SAN DIEGO, USA: Frost & Sullivan, a leading research and growth strategies firm, issued one of its latest white papers entitled “The Emergence of a New Wireless Broadband Provider”. In the authorized report, Frost & Sullivan delivers detailed insights about ChinaTel’s business initiatives in China and Peru, while also showcasing seven core components that support the company’s ability to deliver on its promise of building wireless infrastructure in key markets worldwide. The report also highlights leading data and statistics about China and Peru that strongly favor ChinaTel’s market positioning.
According to the report, China is one of the fastest growing economies in the world, but still has broadband penetration that’s ranked below many other countries. In addition, the report states that the per-capita disposable income of the urban Chinese population actually increased by 8.8 percent in 2009 as compared to the previous year. Moreover, the report shares that China has the largest mobile population (833 million users), meaning that access to information anytime, anywhere is becoming a key resource fueling the economy in China.

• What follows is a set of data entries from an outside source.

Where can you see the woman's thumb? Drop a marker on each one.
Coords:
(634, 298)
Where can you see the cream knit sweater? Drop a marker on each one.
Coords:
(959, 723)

Most important to any service provider is access to underserved customers. The shear population of China and growth rate of the Chinese economy places ChinaTel in an enviable position – Frost & Sullivan
The white paper also highlights the rapid expansion that ChinaTel has experienced through assertive dealing-making with international broadband companies. Initially, the Company only owned the exclusive rights to roll out its Wireless Broadband Access (WBA) networks to the 29 largest cities in China through its partnership with CECT-Chinacomm. Now, the Company has quickly expanded its footprint to become the largest WBA network carrier in China by adding two additional major China-based network partnerships, including:
* Golden Bridge’s 9 city last mile WBA network; expandable to 100 cities+ within China (ChinaTel owns 49 percent).
* Sino Crossing 34,000 km fiber backbone throughout 90 percent of China (ChinaTel’s owns 51 percent).
As stated in the report, the Sino Crossing fiber asset, when upgraded, is capable of transporting in excess of 100 gigabytes of data per second each, which is the equivalent backbone of Tier 1 networks in the US being deployed by Verizon and Qwest. Furthermore, Frost & Sullivan highlights four important marketplace drivers that will increase the value of ChinaTel’s investment in the Sino Crossing fiber project including the fact that:
* Globally, mobile data traffic will double every year through 2014, increasing 39 times between 2009 and 2014.
* The transport of VoIP traffic by traditional Tier 1 carriers will become more important and will drive international telcos to look for additional networking partners in China.
* China still has strong social media growth potential since the country has not yet fully opened its networks and embraced social media the way the West has.
* The Sino Crossing fiber asset provides stability to ChinaTel by opening additional revenue streams through last-mile wireless solutions that ChinaTel will be deploying.
ChinaTel has also gained spectrum in Peru, via its subsidiary Perusat, to launch WBA networks in seven targeted cities within the country. Frost & Sullivan states that ChinaTel’s footprint in Peru demonstrates the Company’s ability to extend beyond the borders of China. Frost & Sullivan also shares some important Internet usage data on Peru, highlighting that the country’s Internet usage has risen from just 10 percent of the population in 2003 to 25 percent of the population at the end of 2008, according to statistics from the World Bank.
Finally, the white paper showcases seven core components that Frost & Sullivan believes are the cornerstones to ChinaTel’s ability to delivering an effective business model in the international wireless broadband arena, including the fact that:
1. WBA technologies are now well-known in the marketplace.
2. China and Latin America are still emerging markets, underserved by wireline and wireless service providers (leaving a door of opportunity for ChinaTel).
3. ChinaTel’s partnership with ZTE, which allows them to bring solid technology platforms to the market that can be easily upgradable to LTE, is a strong benefit.
4. ZTE is ChinaTel’s preferred service provider based on a solid MOU agreement in place.
5. By owning 51 percent stake in Sino Crossing, ChinaTel does not have to pay other service providers for backhaul.
6. By owning 49 percent of Golden Bridge, plus control of its board, ChinaTel can now expand its original licenses from the 29 up to 100+ cities in China.
7. ChinaTel’s investment in Peru, as well as other countries it is targeting, proves that it is on course for generating subscribers and revenues globally.